The Joveljić Effect: How His Departure Shifted the Galaxy’s Identity
As the Galaxy slip in the standings, a familiar face in Kansas City colors reminds them of the spark they lost in the offseason
The LA Galaxy will walk into Children’s Mercy Park on Sunday not just facing a familiar foe—but a haunting memory of what they once had.
Wearing Sporting Kansas City blue will be Dejan Joveljić, the striker whose heroics etched his name into LA Galaxy lore less than six months ago.
In 2024, Joveljić wasn’t just another goalscorer. He was the Galaxy’s clutch goalscorer, netting the decisive strikes in both the Western Conference Final and the MLS Cup Final to seal the Galaxy’s sixth league title. Alongside creative forces like Riqui Puig, Joseph Paintsil, and Gabriel Pec, he formed the core of an attacking unit that made Galaxy fans believe again.
But in a salary cap league like Major League Soccer, it's hard to maintain a core of elite players for an extended period of time.
Faced with roster constraints and a shifting salary structure ahead of the 2025 season, the Galaxy made the difficult decision to part ways with Joveljić in the offseason. The Serbian international was sold to Sporting Kansas City for a $4 million fee—making history as the league’s first-ever cash-for-player trade. The deal made Joveljić a Designated Player, which also gave him a well-deserved pay raise for the 25-year-old.
Now, just a few months later, his absence is still felt in LA.
“We miss his mentality in training,” said Galaxy head coach Greg Vanney during media availability on Friday.
“He was feisty, and he’d talk a little bit of shit. Sometimes people took offense, and sometimes it got things going, but you love that.”
That mental edge is exactly what the current Galaxy squad seems to lack. Through the early weeks of the 2025 campaign, the defending champions have stumbled, struggling to score and slipping to the bottom of the standings.
The fire that powered them to glory seems to have cooled, and players are starting to say the quiet parts out loud.
After a deflating 4-2 home loss to the Portland Timbers, veteran Marco Reus pointed directly at the tone of weekly training sessions during the current season: “There needs to be more quality,” he said postgame.
Vanney echoed the concern on Friday, saying, “It's your habits that you create in training, or who you are when you show up on Saturday. So I think collectively, we've been talking about that.”
“It's individuals showing up and the collective group showing up and competing at a high level, in training, taking every repetition to finish like it's a repetition in the game. And it gets exacerbated when you're not executing in games, and when things are working against you,” he added.
During his time with the LA Galaxy, Joveljić helped forge those good habits. He didn’t just score—he demanded more from his teammates and himself. On the field, he was a ruthless finisher. Off it, he set the standard. His confidence bordered on audacious at times.

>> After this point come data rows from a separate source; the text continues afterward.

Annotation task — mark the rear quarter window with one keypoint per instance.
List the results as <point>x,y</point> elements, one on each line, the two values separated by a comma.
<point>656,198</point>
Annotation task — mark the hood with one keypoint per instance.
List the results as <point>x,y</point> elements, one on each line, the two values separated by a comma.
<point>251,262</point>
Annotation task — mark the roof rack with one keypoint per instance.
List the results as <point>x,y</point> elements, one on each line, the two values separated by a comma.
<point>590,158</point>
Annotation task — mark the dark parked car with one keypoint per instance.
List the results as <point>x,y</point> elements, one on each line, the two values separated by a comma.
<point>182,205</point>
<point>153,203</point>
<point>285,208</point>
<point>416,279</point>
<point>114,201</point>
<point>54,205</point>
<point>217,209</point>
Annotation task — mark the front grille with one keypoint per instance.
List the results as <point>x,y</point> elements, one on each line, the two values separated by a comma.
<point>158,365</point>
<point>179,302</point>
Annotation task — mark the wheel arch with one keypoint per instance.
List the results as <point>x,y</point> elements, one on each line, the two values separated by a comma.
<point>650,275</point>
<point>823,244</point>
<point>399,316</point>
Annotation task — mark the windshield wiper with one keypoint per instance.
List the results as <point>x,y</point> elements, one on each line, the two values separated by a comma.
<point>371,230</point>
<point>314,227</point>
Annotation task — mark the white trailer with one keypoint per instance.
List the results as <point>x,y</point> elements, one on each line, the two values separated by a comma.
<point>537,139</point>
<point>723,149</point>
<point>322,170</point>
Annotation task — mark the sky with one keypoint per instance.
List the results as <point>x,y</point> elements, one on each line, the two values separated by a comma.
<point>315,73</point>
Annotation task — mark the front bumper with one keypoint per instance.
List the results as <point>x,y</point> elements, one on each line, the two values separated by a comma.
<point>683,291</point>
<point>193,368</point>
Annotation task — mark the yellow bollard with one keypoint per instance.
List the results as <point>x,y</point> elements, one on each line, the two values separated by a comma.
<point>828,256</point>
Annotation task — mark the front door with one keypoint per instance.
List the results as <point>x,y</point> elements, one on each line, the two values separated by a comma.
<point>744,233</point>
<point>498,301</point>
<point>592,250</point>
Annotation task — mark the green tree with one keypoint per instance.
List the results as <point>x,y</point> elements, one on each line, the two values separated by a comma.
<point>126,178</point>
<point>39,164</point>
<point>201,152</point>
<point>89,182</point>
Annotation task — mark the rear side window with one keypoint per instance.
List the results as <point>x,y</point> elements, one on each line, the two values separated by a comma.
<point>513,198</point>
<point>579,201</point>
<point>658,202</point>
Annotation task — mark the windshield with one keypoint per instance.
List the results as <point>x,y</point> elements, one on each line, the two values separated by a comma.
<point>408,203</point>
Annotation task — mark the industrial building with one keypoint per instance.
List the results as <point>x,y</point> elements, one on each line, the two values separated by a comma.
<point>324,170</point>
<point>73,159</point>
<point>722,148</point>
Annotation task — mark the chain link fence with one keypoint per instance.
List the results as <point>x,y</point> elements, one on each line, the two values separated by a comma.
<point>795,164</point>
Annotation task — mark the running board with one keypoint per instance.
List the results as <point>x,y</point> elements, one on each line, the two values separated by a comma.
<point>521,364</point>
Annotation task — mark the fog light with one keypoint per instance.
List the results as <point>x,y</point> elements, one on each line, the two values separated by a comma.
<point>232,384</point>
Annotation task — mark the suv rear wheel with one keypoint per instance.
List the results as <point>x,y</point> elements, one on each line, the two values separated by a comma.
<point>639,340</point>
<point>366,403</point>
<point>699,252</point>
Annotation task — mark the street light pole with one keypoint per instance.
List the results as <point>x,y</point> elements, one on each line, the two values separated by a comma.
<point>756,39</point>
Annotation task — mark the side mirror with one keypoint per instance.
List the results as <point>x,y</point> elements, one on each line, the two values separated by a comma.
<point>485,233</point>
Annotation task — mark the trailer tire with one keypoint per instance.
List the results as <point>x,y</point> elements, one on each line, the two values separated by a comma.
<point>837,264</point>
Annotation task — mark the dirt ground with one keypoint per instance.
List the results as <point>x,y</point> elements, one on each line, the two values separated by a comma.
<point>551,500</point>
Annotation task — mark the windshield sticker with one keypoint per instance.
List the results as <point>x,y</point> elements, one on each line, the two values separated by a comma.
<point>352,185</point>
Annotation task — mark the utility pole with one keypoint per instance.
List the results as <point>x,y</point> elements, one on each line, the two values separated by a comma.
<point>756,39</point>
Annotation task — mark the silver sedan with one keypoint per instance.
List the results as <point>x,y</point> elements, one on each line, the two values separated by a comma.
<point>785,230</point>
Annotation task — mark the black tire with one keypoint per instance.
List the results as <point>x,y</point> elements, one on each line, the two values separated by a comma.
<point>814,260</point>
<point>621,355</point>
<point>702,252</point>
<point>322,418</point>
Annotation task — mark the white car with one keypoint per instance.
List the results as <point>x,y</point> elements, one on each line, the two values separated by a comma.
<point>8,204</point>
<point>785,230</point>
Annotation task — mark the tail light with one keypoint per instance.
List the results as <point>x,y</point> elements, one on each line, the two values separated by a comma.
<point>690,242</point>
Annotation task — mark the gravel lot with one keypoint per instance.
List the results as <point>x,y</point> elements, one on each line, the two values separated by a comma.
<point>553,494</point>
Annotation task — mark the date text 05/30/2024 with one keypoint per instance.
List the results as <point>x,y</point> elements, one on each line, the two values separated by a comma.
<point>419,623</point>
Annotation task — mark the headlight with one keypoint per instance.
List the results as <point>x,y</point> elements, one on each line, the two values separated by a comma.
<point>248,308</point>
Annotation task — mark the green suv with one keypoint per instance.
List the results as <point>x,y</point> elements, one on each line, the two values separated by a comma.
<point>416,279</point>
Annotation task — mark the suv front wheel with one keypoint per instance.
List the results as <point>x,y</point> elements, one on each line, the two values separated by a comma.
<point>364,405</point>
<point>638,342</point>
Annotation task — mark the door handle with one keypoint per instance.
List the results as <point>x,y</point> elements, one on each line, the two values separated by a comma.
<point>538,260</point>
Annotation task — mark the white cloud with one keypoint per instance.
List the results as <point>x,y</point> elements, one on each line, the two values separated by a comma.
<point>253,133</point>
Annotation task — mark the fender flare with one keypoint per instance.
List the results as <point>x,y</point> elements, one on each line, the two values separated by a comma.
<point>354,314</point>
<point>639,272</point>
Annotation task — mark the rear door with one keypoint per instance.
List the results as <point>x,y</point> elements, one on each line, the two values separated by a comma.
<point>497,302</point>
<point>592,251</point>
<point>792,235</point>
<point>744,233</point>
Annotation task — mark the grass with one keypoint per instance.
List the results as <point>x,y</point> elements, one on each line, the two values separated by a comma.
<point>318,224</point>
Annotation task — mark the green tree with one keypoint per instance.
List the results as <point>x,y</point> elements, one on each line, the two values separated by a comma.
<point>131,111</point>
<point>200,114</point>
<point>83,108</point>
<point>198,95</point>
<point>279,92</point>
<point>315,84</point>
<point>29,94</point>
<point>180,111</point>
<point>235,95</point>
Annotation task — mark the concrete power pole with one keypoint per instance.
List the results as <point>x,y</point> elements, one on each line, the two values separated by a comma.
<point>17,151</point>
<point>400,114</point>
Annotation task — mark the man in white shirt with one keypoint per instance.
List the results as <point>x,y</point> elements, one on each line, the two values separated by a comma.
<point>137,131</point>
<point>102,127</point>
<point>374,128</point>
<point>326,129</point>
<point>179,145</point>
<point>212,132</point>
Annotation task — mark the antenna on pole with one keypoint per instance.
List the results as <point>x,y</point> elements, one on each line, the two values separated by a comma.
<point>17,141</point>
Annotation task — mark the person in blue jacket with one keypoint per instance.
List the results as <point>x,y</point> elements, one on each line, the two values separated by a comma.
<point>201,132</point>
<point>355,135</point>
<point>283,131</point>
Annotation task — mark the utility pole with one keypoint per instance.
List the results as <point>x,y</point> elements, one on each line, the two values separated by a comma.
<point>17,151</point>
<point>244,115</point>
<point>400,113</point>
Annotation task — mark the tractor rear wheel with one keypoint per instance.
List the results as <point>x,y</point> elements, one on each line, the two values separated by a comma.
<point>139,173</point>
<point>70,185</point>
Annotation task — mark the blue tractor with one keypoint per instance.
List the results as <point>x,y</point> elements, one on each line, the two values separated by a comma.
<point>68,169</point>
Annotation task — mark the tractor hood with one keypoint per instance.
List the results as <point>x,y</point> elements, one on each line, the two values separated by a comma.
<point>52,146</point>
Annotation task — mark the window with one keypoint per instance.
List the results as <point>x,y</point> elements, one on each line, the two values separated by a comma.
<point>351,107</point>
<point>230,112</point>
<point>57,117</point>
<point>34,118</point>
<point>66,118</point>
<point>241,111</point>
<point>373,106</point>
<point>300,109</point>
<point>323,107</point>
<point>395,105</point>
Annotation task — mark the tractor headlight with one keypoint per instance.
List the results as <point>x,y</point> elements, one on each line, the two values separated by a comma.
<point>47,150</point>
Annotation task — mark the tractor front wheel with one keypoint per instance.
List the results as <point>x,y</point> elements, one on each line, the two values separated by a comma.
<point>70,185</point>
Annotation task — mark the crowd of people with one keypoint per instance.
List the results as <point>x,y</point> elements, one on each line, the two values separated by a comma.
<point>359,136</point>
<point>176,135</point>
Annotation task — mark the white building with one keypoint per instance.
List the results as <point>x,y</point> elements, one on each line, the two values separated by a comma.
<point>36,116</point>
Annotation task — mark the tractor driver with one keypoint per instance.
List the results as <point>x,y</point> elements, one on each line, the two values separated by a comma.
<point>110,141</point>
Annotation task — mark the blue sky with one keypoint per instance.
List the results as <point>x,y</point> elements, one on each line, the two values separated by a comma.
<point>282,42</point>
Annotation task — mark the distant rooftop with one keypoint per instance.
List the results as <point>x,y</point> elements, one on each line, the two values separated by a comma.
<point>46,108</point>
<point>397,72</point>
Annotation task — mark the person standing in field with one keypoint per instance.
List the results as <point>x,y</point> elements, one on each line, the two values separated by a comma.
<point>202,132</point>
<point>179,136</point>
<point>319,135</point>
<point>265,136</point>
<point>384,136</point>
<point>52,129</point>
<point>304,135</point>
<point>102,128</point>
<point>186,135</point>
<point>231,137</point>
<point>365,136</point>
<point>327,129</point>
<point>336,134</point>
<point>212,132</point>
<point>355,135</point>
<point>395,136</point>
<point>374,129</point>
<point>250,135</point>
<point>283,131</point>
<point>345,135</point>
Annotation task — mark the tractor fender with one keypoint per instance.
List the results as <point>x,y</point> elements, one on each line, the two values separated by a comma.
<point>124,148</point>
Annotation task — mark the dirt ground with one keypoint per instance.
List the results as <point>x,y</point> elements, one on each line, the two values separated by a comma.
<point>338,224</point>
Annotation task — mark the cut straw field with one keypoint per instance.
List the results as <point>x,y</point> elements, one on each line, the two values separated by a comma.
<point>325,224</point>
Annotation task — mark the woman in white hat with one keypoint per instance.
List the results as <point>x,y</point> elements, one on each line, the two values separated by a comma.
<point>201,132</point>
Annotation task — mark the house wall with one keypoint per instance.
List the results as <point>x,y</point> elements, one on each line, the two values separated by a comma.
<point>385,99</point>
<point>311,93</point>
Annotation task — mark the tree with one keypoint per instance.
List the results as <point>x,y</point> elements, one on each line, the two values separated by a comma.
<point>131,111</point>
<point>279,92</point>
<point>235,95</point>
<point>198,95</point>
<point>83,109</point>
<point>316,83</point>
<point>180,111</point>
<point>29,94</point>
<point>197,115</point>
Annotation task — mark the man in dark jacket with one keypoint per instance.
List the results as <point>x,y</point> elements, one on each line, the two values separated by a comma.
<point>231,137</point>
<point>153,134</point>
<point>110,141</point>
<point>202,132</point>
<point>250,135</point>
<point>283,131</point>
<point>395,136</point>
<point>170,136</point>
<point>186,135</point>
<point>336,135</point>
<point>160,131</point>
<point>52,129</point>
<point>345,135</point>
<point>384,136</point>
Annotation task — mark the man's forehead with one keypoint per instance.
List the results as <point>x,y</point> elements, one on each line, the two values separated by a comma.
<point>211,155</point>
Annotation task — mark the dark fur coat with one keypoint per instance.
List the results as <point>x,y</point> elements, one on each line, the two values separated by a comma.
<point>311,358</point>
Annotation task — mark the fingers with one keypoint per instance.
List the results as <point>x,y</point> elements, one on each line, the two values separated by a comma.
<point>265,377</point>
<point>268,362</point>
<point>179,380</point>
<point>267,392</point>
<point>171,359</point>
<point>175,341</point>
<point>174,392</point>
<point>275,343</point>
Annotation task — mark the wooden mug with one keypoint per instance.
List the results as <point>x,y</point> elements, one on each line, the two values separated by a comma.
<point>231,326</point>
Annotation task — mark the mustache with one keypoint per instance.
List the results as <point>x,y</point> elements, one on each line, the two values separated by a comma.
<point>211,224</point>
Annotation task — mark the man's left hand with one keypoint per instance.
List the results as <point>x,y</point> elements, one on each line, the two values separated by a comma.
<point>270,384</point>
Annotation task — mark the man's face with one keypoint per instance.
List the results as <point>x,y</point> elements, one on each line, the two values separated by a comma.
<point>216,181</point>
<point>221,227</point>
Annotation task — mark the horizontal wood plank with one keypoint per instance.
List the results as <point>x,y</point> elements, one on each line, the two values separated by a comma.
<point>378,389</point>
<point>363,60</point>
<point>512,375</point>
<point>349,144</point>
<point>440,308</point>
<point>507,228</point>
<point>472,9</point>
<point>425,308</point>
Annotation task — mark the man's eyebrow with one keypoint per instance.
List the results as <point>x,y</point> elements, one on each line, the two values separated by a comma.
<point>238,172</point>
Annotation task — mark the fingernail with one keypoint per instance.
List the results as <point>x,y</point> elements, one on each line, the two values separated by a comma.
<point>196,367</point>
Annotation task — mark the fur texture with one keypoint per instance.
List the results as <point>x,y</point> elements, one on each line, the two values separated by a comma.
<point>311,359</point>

In one memorable national TV moment, he told Fox’s Rob Stone and Alexi Lalas that he was “the future of LA Galaxy.”
The LA Galaxy legend now belongs to Kansas City.
“I won the trophy with them, it’s going to be special, I’m not going to lie,” Joveljić told local Kansas City reporters this week. “But now I am at Sporting, and a couple of guys are missing [on the Galaxy], so it’s not the same team as last year.”
The emotions are mixed, but not very sentimental. “I was a good friend with every other guy, but not so much outside of the field,” he added. “But on the field, we are like brothers—and that’s why we won the league.”
On Sunday, those brothers become opponents. For LA, the match will be more than just another road test, it will be a mirror.
Staring back at them will be the striker they once had, being the human embodiment of the killer instinct they’re still trying to rediscover.